A next step, which Romee is currently planning, would be to give NK cells soon after transplant to patients who are considered at high risk of relapse because of gene mutations or other factors associated with their blood cancer.
How NK Cells Work
NK cells are “first responders” that rapidly detect and attack virus-infected cells and tumor cells. They go on the attack before T cells are deployed and poke holes in the membranes of target cells, then inject enzymes that trigger the cells to self-destruct. They also can eliminate cancer stem cells circulating in the body, helping to prevent metastasis.

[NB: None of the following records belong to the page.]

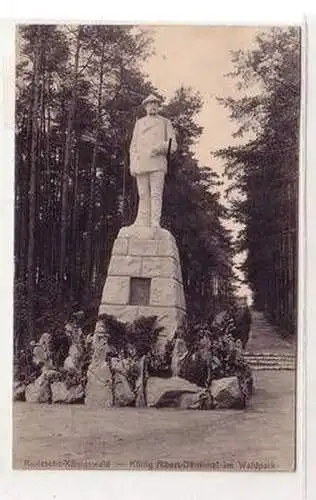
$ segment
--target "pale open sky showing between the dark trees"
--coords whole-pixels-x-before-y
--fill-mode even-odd
[[[203,127],[203,133],[195,147],[196,157],[200,165],[211,166],[222,174],[223,164],[213,158],[211,152],[238,144],[240,139],[232,137],[237,124],[229,119],[227,110],[216,97],[238,95],[236,83],[225,77],[233,69],[231,51],[251,50],[255,46],[256,34],[263,28],[169,25],[150,29],[155,55],[145,62],[144,71],[166,101],[181,85],[199,91],[204,104],[197,121]],[[236,224],[228,222],[226,225],[236,234]],[[236,264],[240,264],[244,257],[238,256]],[[239,293],[251,297],[247,286],[242,286]]]

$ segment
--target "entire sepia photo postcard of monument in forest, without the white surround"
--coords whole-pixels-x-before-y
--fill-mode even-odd
[[[301,47],[16,25],[13,469],[296,471]]]

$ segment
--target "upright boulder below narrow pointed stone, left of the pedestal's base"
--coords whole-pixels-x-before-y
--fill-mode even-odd
[[[85,393],[85,404],[90,408],[112,406],[112,374],[106,361],[91,363],[89,366]]]

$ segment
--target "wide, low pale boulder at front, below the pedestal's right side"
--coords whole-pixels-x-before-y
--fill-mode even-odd
[[[150,377],[147,382],[147,405],[156,408],[185,408],[193,402],[192,399],[188,399],[188,395],[193,397],[202,390],[198,385],[180,377]],[[186,395],[187,402],[185,402],[184,395]]]

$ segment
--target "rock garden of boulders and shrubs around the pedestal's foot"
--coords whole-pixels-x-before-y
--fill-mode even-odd
[[[240,340],[218,322],[183,325],[170,341],[156,317],[98,318],[94,334],[74,314],[20,353],[13,398],[89,407],[212,410],[247,406],[253,378]]]

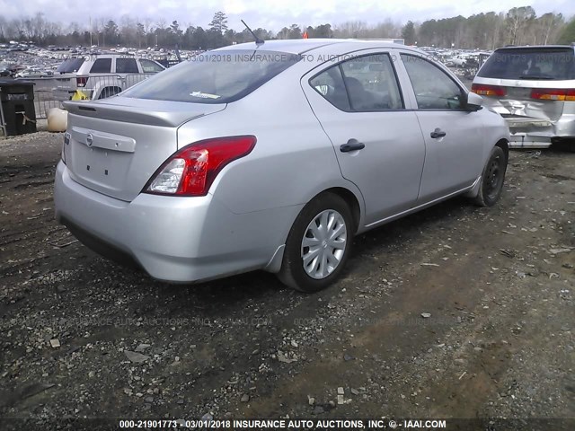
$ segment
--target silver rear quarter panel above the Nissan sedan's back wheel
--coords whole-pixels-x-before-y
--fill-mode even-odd
[[[332,187],[349,189],[362,202],[341,177],[333,146],[299,86],[301,65],[291,69],[178,130],[179,147],[208,137],[257,137],[252,153],[227,165],[210,189],[236,214],[305,204]]]

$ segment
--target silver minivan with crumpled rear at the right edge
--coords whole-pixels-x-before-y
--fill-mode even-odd
[[[575,151],[573,46],[499,48],[473,79],[472,92],[509,125],[510,147]]]

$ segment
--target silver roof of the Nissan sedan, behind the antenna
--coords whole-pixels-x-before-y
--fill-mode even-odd
[[[221,50],[229,49],[259,49],[262,51],[279,51],[288,54],[304,54],[317,48],[344,44],[358,44],[361,48],[406,48],[411,47],[390,42],[388,40],[360,40],[360,39],[294,39],[294,40],[266,40],[264,43],[256,44],[255,42],[239,43],[229,47],[218,48]],[[348,48],[348,47],[346,47]],[[421,52],[420,49],[411,48],[415,52]]]

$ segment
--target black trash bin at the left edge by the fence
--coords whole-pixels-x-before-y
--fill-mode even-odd
[[[17,79],[0,80],[0,122],[6,136],[36,131],[34,83]]]

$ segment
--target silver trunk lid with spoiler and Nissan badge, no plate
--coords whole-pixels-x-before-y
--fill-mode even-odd
[[[177,151],[177,129],[182,123],[226,108],[225,104],[125,97],[64,105],[68,110],[64,152],[71,178],[128,202]]]

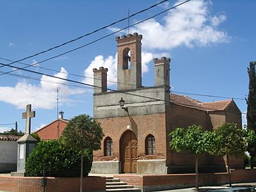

They were named “natural killer” cells because, unlike T cells, they detect and destroy infected and malignant cells directly, without having to be activated or “trained” to respond to them. T cells need to have bits of their target cells “presented” to them by other immune cells to recognize them as foreign, and for the T cells to swarm into an attack mode. However, it’s now understood that NK cells perform better when they are activated by exposure to immune system substances called cytokines.
Although they can go on the defense quickly and attack tumor cells directly, NK cells are a small part of the immune system, making up only 10 percent of white blood cells. Cancer patients’ own NK cells are reduced in number and don’t function very effectively when removed and given back to the patient as a form of cell therapy. That’s why researchers are now focusing on allogeneic “adoptive” NK cell therapy—collecting NK cells from closely related donors and infusing them into the patient. This has been shown to be safe and, unlike T cell therapies, doesn’t cause a graft-versus-host disease attack on the recipient’s tissues.
Although donated NK cells appear to be safe, their effectiveness against different types of cancer is still unclear; one hurdle has been their limited persistence once infused into the recipient.
“My focus now is getting them to last longer,” says Romee.
He has had some success in doing so. Two years ago, he published a report on research showing that NK cells—which normally don’t have an immunological “memory” enabling them to persist and repeatedly respond to target cells—could be coaxed to become “memory-like” NK cells by exposing them in the laboratory to three kinds of cytokines called interleukins. In a small number of patients with AML, according to the report, the memory-like NK cells persisted for weeks and caused clinical responses in five of nine patients who were evaluated.
These patients did not receive stem cell transplants, but Romee says in the clinical trials planned at Dana-Farber, patients will be infused with donor NK cells following transplantation.